Sunday, March 19, 2017

Ombre Strawberry Shortcake - Sunday Times feature

Presenting my feature article in the The Sunday Times Life Section =D

As said in my blog, I have been baking genoise sponge layer cakes for 3 years now and created colour variations such as rainbow and ombre as well as different flavours like vanilla, lychee, mango and rose, in varied number of layers and sizes. To see the past cakes I've done, just scroll through the pages :)

The genoise sponge uses just 5 basic ingredients, flour, sugar, butter, eggs and milk without the use of any chemicals or additives. It's amazing how through the technique itself, these simple ingredients can create a cake with moist and tender texture.

For the filling and frosting, I use chantilly cream, which is whipping cream with mascarpone cheese and icing sugar (which can be adjusted for sweetness level). The cream is once again very light and slightly creamy and when paired with genoise sponge, makes the cake really delectable.

The cake received positive feedback from friends and family members who commented that it's tender, moist and not too sweet. Even young kids, elderly and folks who don't eat cream cakes enjoyed it :)

Baking this cake is not difficult, just tedious. Because each layer is prepared and baked individually i.e. prep ingredients for 1 layer, send into oven and bake, then the next layer and the next, depending on the number of colour layers desired. Basically, it's tedious because of the colour.

For me, I always believe in using quality ingredients for my bakes, and they DO AFFECT how the cake turns out. Well, my personal opinion and belief :) I'm not endorsing the brands below nor do I receive any royalty or advertising fee ok! If there are advertisers who wish to approach me, I can consider lah, but the product must be of certain standard :)

For this cake, I use the Japanese Nissen Violet cake flour which has a more refined texture. This brand can be found in Japanese supermarkets like Isetan and Meidi-ya, and Japanese grocery shops like Jmart. Some bigger Cold Storage or NTUC Finest carry it as well. When I go to Japan, I would lug back the Cuoca housebrand or Hokkaido flour (yes, I buy flour when I travel LOL :p) It's cheaper to buy in Japan, quite ex in SG!

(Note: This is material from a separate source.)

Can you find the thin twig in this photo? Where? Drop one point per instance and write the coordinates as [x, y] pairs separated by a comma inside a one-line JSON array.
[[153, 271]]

Sugar, I prefer using Japanese Jyohakuto sugar which once again has a more refined and soft texture. Likewise the Japanese supermarkets, grocery stalls and bigger local supermarkets should carry it. Likewise I will stock up some sugar when I go Japan, coz it's really cheaper there!

Unsalted butter, it's usually President or Elle & Vire (once in a while SCS, but prefer not as it's more yellowish and not quite suitable).

For fresh milk, if I can get hold of Hokkaido milk I would use it, otherwise Meiji milk.

For whipping cream, most brands work fine, but I only use dairy whipping cream, not non-dairy, not ready-made ones.

For  mascarpone cheese, there are only a few brands available so any works fine.

Anyways, I've baked this cake many times before, but this decor which is inspired by the Japanese patisseries and bakers is something new. This cake is 6" 3 layers, but likewise can be custom-made to preferred size, layers and colours.

One important note though, as this cake is very light and delicate, it has to be chilled and best enjoyed slightly chilled (i.e. out from the fridge about 5-10 mins). The cake cannot be left at room temperature for more than 30 mins or it will risk collapsing.